While it’s also available to male members, Greg Everett, General Manager of GuildSuper, told Canstar that SuperSuper was designed specifically with women in mind.
“86% of our members are female and most of them, like the majority of Australian women, will not have enough money to retire without a radical new solution,” Mr Everett said. “This is because they often work part-time and will typically take time off to look after family.”
According to advocacy group Women in Super, women make up 65.3% of the workforce but retire with 47% less superannuation than men.
As SuperSuper is based on expenditure, Mr Everett said women will be able to continue contributing to their superannuation during periods where they are not working.
“Given that women control on average 80% of the household budget, that’s significant,” he said.
Commenting on the new scheme, Canstar’s General Manager of Wealth, Josh Callaghan, said: “This solution to a tough problem could represent a step forward in superannuation, particularly for women.
“Establishing other ways of contributing to super while out of the workforce could help to close the gap between the retirement balances of men and women.”

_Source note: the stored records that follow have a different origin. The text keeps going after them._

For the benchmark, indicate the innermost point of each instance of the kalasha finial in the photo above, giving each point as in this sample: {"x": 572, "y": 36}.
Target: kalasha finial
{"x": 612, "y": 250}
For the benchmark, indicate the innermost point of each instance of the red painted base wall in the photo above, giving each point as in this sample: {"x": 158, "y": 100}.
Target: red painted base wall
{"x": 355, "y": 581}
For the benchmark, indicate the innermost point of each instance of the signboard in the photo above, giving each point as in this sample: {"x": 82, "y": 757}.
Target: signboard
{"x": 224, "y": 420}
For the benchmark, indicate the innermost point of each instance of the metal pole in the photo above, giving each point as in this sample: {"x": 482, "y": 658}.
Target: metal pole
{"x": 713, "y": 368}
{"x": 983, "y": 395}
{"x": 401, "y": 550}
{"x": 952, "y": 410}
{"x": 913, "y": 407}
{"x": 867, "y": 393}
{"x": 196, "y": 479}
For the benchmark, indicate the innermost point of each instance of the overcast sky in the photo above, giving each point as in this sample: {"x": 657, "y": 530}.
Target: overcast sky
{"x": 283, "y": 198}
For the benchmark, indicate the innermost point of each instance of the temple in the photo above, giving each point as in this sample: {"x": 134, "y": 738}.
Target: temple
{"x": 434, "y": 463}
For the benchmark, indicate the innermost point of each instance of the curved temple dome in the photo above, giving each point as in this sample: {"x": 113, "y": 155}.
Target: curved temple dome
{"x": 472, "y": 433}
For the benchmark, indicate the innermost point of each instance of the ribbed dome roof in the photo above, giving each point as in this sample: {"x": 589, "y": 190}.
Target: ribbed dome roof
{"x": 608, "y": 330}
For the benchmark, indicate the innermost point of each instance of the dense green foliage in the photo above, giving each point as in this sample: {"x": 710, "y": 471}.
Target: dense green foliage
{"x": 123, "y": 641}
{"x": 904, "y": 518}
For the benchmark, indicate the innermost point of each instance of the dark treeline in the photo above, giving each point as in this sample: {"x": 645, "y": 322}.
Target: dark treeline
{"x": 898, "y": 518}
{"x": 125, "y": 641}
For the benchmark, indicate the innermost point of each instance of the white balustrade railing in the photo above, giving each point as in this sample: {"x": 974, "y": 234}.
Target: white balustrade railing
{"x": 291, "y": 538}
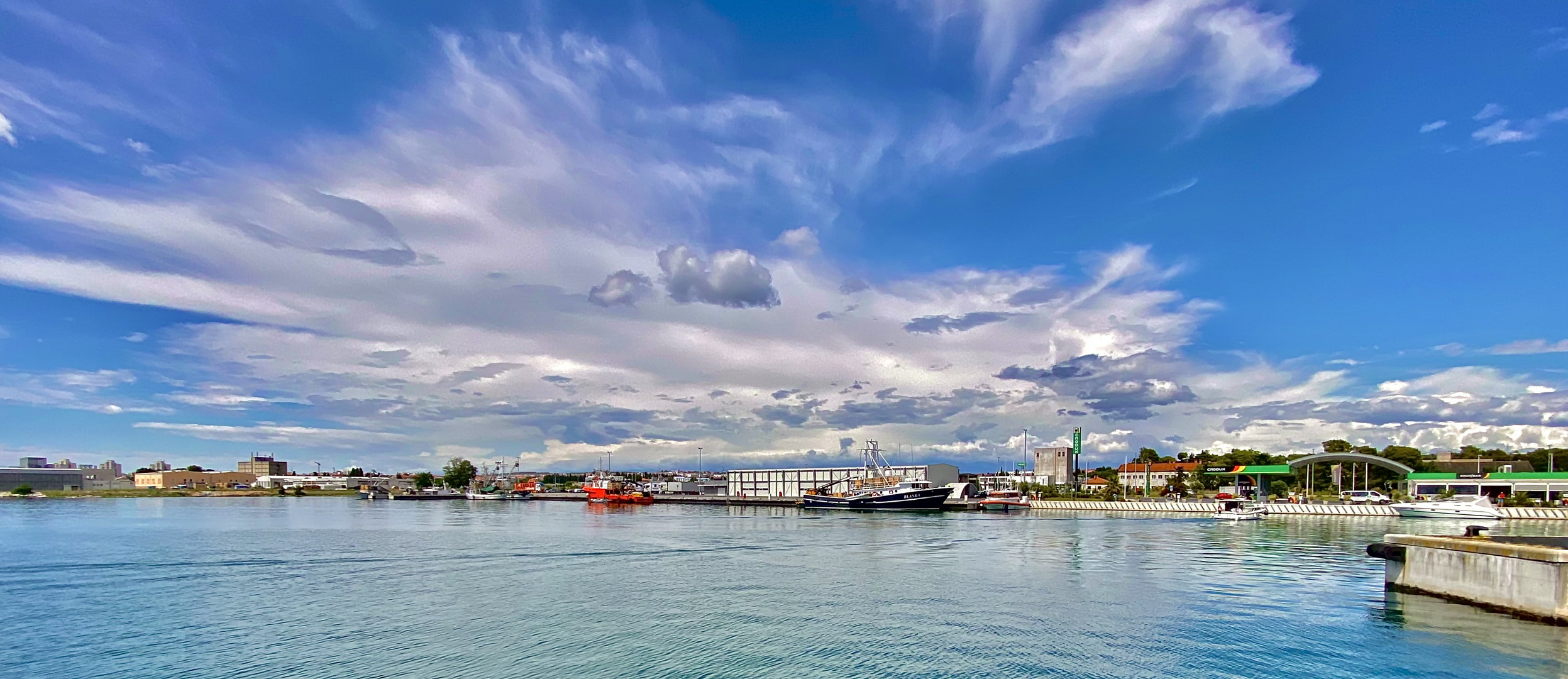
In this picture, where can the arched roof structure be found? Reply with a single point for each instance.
(1383, 463)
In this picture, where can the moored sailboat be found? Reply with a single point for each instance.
(877, 488)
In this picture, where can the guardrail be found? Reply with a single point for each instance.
(1278, 509)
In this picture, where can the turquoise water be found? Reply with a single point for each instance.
(331, 587)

But people must still do their research on superannuation fund fees and premiums, Mr Callaghan warned.
“Of course, anyone choosing a super fund must still be conscious of the fees and insurance premiums that they might be paying and how that fund performs over time,” he said. “There’s little use in saving more into a fund that is just taking that money in other costs.”
How do GuildSuper’s performance and fees stack up?
Josh Callaghan said: “GuildSuper’s product has a lifestage investment fund. This means that as the member gets closer to retirement age, their exposure to higher risk growth assets such as shares is reduced and replaced with lower risk assets such as bonds and cash.
“For young super members, even with a growth asset exposure of 98%, GuildSuper has only just managed to scrape into the market average return where most other funds have managed to achieve this return with a lot less risk.”
Mr Callaghan explained that GuildSuper’s performance is not helped by their fee structure, where members can pay around 1.7% on a $30,000 balance, not including the cost of insurance.